The Company expects to recognize pre-tax noncash stock-based compensation costs of $40 million in the third quarter related to stock appreciation rights and restricted stock units.
The Company has issued stock appreciation rights (SARs) to employees and accounting for SARs requires that the Company record an expense or a credit for vested or deemed vested SARs depending on whether, during the period, the stock price either rose or fell, respectively. Accordingly, since the stock price increased from $35.53 per share on June 30, 2005 to $42.82 per share on September 30, 2005 the Company anticipates recording a pre-tax charge of approximately $18 million in the third quarter for SARs. Cash payments for SARs exercised during the third quarter were approximately $4 million.
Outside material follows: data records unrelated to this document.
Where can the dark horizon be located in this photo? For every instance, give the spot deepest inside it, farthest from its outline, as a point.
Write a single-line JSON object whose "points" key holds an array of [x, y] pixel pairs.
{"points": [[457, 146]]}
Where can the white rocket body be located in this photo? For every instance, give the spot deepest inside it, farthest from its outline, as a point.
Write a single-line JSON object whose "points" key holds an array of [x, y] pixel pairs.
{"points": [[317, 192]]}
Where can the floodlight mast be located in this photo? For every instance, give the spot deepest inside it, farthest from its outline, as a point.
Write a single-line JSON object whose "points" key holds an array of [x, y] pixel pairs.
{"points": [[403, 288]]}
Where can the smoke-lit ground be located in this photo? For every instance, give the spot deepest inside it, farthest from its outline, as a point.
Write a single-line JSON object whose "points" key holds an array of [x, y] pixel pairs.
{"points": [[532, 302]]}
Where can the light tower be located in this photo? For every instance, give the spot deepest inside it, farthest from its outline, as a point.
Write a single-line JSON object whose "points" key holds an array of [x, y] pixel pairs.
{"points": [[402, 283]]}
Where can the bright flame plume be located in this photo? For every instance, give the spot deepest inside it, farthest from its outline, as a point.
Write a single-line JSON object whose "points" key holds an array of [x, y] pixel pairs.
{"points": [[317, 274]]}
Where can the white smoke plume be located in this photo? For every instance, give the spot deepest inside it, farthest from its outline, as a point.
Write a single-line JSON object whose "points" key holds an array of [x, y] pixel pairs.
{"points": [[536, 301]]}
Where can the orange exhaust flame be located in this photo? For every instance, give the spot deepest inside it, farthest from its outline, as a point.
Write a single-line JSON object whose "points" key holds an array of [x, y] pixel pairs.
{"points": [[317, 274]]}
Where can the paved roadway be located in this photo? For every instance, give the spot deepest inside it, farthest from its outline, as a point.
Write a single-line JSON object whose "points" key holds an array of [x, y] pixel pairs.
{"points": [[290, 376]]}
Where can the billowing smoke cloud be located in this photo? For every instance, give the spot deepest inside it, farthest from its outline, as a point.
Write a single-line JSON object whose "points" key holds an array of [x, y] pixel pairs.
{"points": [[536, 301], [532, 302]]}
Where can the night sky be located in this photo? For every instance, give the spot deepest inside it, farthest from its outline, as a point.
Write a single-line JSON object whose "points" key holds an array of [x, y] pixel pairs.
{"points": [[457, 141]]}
In addition, as previously announced, in the third quarter, the Company expects to recognize approximately $22 million of pre-tax non-cash expense related to the vesting of restricted stock and restricted stock units. During the quarter, the Company issued approximately 0.8 million shares of common stock upon the vesting of restricted stock units.
On a barrel equivalent basis the Company produced approximately 61.5 thousand barrels per day (BOEPD) in the third quarter, which was within the previously announced guidance range. Third quarter production volumes were impacted by the effects of shut-in production from Hurricanes Katrina and Rita. Through October 10 the Company has deferred production of approximately 220 thousand net barrels of oil equivalent due to Hurricanes Katrina and Rita. The current daily production volume that remains shut-in is approximately 4,100 net BOEPD, down from approximately 5,400 net BOEPD on August 31. All production impacted by Hurricane Rita has been restored and repair work is ongoing for a majority of the production affected by Hurricane Katrina. In addition, damage from the hurricanes has caused delays in the drilling and completion of five wells in the third and fourth quarters of 2005 with likely delays in two other planned late 2005 drilling starts. The Company reaffirms the fourth quarter production estimate of 62,000 -- 68,000 BOEPD and the full year 2005 estimate of 64,000 -- 66,000 BOEPD.